A Snargate woman who raised over £27,000 as a thank you for Air Ambulance Kent Surrey Sussex (AAKSS) has been reunited with the doctor who gave her emergency treatment when she was involved in a serious car accident last year.
On 6 July 2018, Wendy Body was driving her son Harry to school when she was in collision with another car after the other driver suffered a suspected fatal heart attack at the wheel.
An AAKSS doctor and paramedic were soon on the scene providing medical care, while a team from Kent Fire & Rescue freed Wendy from her KIA Sportage.
Wendy was airlifted to King’s College Hospital in London suffering multiple fractures to all four limbs and her spine, many of them complex. Harry, now 11, was taken to the William Harvey hospital in Ashford suffering from a ruptured spleen and broken collarbone and transferred to King’s later that day.
The Paediatric Occupational Therapist spent eight weeks in hospital and, while undergoing physiotherapy, hydrotherapy and rehab, hatched a plan with her husband to say thank you to the air ambulance crew.
The result was a summer party for more than 400 guests at Hamstreet Pavilion in July that raised £27,397.29 to support AAKSS’s life-saving work. The event included a hog roast, live music from ‘The Rockitmen’, a raffle and auction of experiences. It was made possible through the generous donations of food, prizes and equipment by local businesses, and the support of family, friends and the local community to plan and host the party.

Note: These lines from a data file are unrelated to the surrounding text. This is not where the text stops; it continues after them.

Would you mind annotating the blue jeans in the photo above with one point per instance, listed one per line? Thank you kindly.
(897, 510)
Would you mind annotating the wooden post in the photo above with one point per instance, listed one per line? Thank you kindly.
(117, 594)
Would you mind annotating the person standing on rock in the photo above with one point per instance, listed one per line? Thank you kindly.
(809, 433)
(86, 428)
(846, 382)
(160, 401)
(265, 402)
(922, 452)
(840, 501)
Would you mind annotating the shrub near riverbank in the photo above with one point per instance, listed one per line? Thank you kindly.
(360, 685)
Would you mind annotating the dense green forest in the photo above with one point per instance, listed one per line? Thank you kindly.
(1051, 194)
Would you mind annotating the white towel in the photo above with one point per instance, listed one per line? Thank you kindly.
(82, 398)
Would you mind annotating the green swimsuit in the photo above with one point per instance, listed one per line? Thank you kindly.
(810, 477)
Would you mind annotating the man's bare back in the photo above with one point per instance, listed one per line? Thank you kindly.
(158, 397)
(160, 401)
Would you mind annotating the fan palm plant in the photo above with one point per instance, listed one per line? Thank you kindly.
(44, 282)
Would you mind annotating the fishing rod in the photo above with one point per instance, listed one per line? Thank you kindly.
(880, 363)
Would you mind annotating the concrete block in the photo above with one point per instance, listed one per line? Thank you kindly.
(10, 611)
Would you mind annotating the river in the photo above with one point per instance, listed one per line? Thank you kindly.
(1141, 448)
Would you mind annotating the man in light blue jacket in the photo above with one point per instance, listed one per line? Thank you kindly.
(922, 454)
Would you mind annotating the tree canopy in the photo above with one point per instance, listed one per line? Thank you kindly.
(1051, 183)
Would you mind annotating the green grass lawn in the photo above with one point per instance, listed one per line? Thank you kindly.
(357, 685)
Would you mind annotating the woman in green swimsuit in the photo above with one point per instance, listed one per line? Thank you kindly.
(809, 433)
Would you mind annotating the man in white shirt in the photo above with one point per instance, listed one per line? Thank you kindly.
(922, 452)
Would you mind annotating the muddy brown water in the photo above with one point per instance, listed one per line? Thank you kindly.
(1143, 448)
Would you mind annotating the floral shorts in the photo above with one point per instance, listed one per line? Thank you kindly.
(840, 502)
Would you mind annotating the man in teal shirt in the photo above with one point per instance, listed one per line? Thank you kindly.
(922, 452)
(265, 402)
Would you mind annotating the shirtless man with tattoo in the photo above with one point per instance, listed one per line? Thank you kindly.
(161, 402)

Wendy and her son have now been to the AAKSS operations base at Redhill with the rest of their family to find out more about the air ambulance and to meet the doctor who came to their rescue, as well as other AAKSS staff.
She said: “It was amazing to meet the doctor who looked after me on the day of the accident and for my husband and I to be able talk to him about what had happened and the treatment I received.
“Everyone I know is incredibly supportive of the air ambulance and were happy to get involved with raising money to support its work and help them continue to save lives across Kent, Surrey and Sussex.
“The air ambulance is one of those things you hope you never need but that when you do, you’re so grateful it’s there.”